O günkü vizitte hasta ayaktaydı ve bana gülümsüyordu. Daha doğrusu ben odaya girdiğimde saygısından olacak ki idrar sondasını kavrayarak hemen yataktan çıkıp adeta hazırol vaziyetine geçiyordu. Sağ elimle işaret ediyordum: ''Memet kalkmasaydın!'' Evet, adı Mehmet değil de Memet'ti... Ensesini kaşıyarak ''hocam saygıdan, hani büyüyümsünüz, ameliyatımı yaptınız... Kalkmamak olur mu!''
Tebessüm ediyordum ve hemşireye dönüyordum...''İşte aldığı terbiye bu!''
Posoflu bu sempatik insanın memleketinin önüne neden ''bizim'' sıfatını getirdiğimi merak ediyorsunuzdur sanırım. Bazı insanlar vardır ki daha polikliniğe  girerken yüzünde öyle sempatik bir ifade görürsünüz ki... Bence bu insan bugün bugün hayata 1 puan ileride başlıyordur.
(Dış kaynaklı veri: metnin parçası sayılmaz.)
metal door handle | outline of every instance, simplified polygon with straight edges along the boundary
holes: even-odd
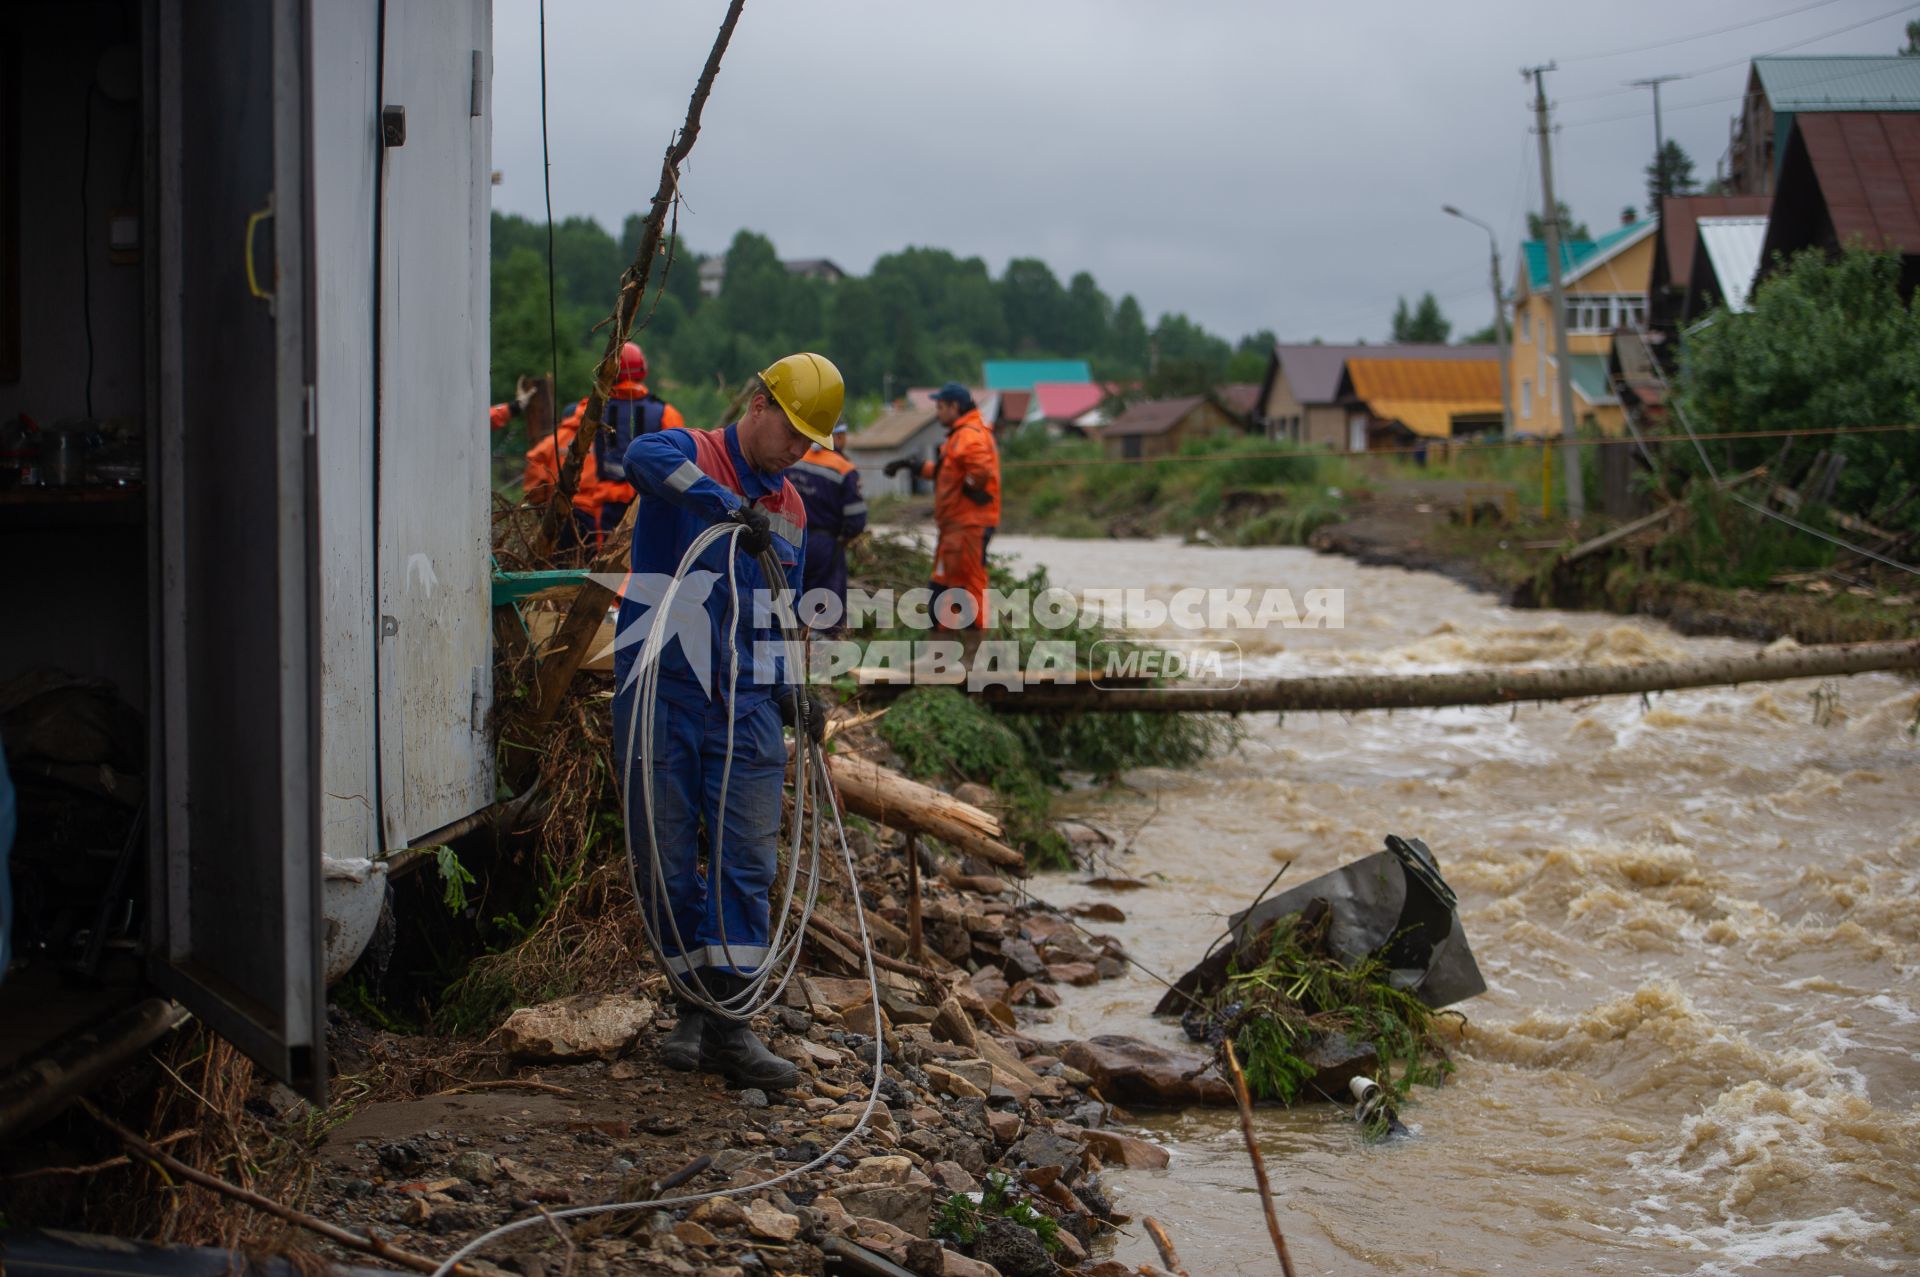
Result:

Yani o an öyle düşünürüm, ama doğru, ama yanlış...Etrafına ve karşısındakinin kalbine pozitif enerji saçıyordur sanki. Bazı insanlar da vardır ki karşınıza oturunca sizinle göz temasından kaçınır, önüne bakar sadece... Tipik bir ''düşünen adam'' veya ''heykel'' misali. Çocukken büyüklerimiz böyle insanlar için ''nursuz'' veya ''sösüret'' derlerdi. Sösüretin kelime anlamını hala bilmediğimi itiraf ve ifade edeyim. Neyse... Taburcu edeceğimi söyleyip gerekli önerilerde bulunuyordum ve odadan çıkıyordum ki birden aarkamdan sesleniyordu: ''Hocam bir dakika!'' Dönmüştüm elbette... Sağ eli havadaydı ve baş parmağı ile o sempatik vücut dilini görüyordum.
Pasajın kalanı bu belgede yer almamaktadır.